Ivan Cordoba non dimentica Andres Escobar

Le parole di Cordoba

Torna “Storie di Serie A” su Radio-TV Serie A con RDS, con la puntata dedicata a Ivan Cordoba: “Non ho un ricordo nitido della mia prima volta con un pallone, ma ricordo che mio papà giocava amatorialmente e un giorno mi portò a una sua partita. Da lì non ho più abbandonato la palla. Quel periodo è stato una pagina molto difficile della nostra storia perché a parte il narcotraffico c’erano anche le guerre fra i diversi gruppi armati all’interno del Paese e un conflitto quotidiano tra i cartelli di Medellin e quello di Cali. C’era la preoccupazione, ma quando sei piccolo, hai la sensazione che non ti succederà mai niente, pensi solo a giocare e a divertirti. E l’obiettivo di giocare a calcio è stato importantissimo nella mia vita, così come lo è e lo sarà anche per tutti i giovani perché trovano la possibilità di stare lontani da quella malavita che poi porta anche a dei finali quasi sempre tristi”.

“Non so cosa avrei fatto se non avessi fatto il calciatore. Io fino ad un certo momento ho sempre studiato cercando di seguire gli insegnamenti dei miei genitori che mi hanno sempre detto che la mia prima responsabilità era studiare perchè mi avrebbe dato la possibilità di fare qualcosa di importante in futuro e quindi dovevo per forza andare bene a scuola altrimenti non mi sarei potuto allenare e non avrei potuto giocare nel Rionegro. Il mio studio comprendeva due parti: la parte accademica al mattino e la parte tecnica nel pomeriggio e quindi era completa la mia giornata. A volte dovevo non andare a scuola per allenarmi, rischiando anche di perdere le materie per assenza. Ero sul filo del rasoio, però mi impegnavo tantissimo, perché dovevo stare fino a tardi a fare i compiti per poi avere la possibilità di giocare a calcio”.

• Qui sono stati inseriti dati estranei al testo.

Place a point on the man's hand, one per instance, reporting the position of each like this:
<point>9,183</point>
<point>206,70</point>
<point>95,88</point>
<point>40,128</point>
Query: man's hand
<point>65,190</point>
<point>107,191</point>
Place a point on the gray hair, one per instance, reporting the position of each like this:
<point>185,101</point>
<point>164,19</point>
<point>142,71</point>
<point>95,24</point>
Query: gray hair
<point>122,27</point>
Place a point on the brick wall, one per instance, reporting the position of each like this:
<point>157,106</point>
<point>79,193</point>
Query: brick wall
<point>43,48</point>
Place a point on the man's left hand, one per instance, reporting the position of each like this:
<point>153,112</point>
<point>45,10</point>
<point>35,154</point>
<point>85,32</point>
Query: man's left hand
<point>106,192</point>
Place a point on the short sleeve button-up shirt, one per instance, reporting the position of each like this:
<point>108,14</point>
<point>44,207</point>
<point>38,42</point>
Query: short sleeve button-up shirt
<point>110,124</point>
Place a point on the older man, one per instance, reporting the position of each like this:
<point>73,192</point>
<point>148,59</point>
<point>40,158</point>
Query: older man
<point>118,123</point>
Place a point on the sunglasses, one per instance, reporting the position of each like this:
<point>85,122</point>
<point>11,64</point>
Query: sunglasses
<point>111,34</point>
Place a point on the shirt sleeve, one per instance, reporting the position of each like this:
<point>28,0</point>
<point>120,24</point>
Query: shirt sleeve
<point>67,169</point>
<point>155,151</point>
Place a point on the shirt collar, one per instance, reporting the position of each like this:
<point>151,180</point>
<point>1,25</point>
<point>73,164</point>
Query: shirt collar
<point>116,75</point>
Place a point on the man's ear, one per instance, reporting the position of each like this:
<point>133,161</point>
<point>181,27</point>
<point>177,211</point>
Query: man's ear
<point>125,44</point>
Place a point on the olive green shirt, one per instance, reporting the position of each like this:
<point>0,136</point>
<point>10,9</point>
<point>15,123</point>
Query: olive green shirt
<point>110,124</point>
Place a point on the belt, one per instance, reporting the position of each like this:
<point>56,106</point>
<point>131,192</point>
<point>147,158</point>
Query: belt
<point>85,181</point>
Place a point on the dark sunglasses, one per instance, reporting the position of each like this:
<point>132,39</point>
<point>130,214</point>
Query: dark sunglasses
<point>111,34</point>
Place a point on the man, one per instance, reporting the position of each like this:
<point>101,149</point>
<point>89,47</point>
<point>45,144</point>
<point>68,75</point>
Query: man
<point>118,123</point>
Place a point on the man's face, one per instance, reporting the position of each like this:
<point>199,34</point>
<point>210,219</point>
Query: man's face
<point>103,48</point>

“Il mio idolo era Andres Escobar. Ha avuto una storia molto fortunata ma ha lasciato nella memoria di tutti i colombiani un messaggio così forte e profondo come calciatore, come professionista, come persona che vive ancora in quel ricordo e vivrà per sempre. Per me vederlo giocare in tv era uno spettacolo. I bambini o i ragazzi che cercavano qualcuno da imitare non potevano che avere lui come idolo. Per me era la dimostrazione di un giocatore completo in tutti i sensi e guardavo quello che lui faceva, come giocava, come si comportava, come era la sua relazione con gli altri e con i tifosi. E poi è successa una storia incredibile, fantastica, forse una casualità della vita, però io penso che non esistano casualità, ma anzi, che il destino aspetti lì e che uno deve essere pronto quando arriva. 

“Io ho ereditato la maglia numero 2 ma non l’ho chiesta perchè era già stata messa via e non me la sentivo, non era giusto andare lì e chiederla. Sapevano che a me piaceva giocare con il 2 però in nazionale erano diversi mesi che giocavo con il 17. Poi un giorno l’allenatore, che aveva avuto Escobar, mi ha preso e mi ha detto “Ivan tu devi indossare questa maglia perché deve continuare il suo percorso. Noi non dobbiamo chiudere il ricordo di Andres e lasciarlo lì. Trovo in te tante qualità e penso che tu sia la persona giusta per indossare questa maglia e continuare quello che ha fatto Andres”. In quel momento non ci credevo, quella maglia per me era qualcosa di sacro però quando il mister mi ha detto questa cosa ho avuto si più responsabilità, ma anche più consapevolezza di avere quella maglia addosso e ho cercato da quel momento in poi di fare qualcosa di importante ovunque sia andato”.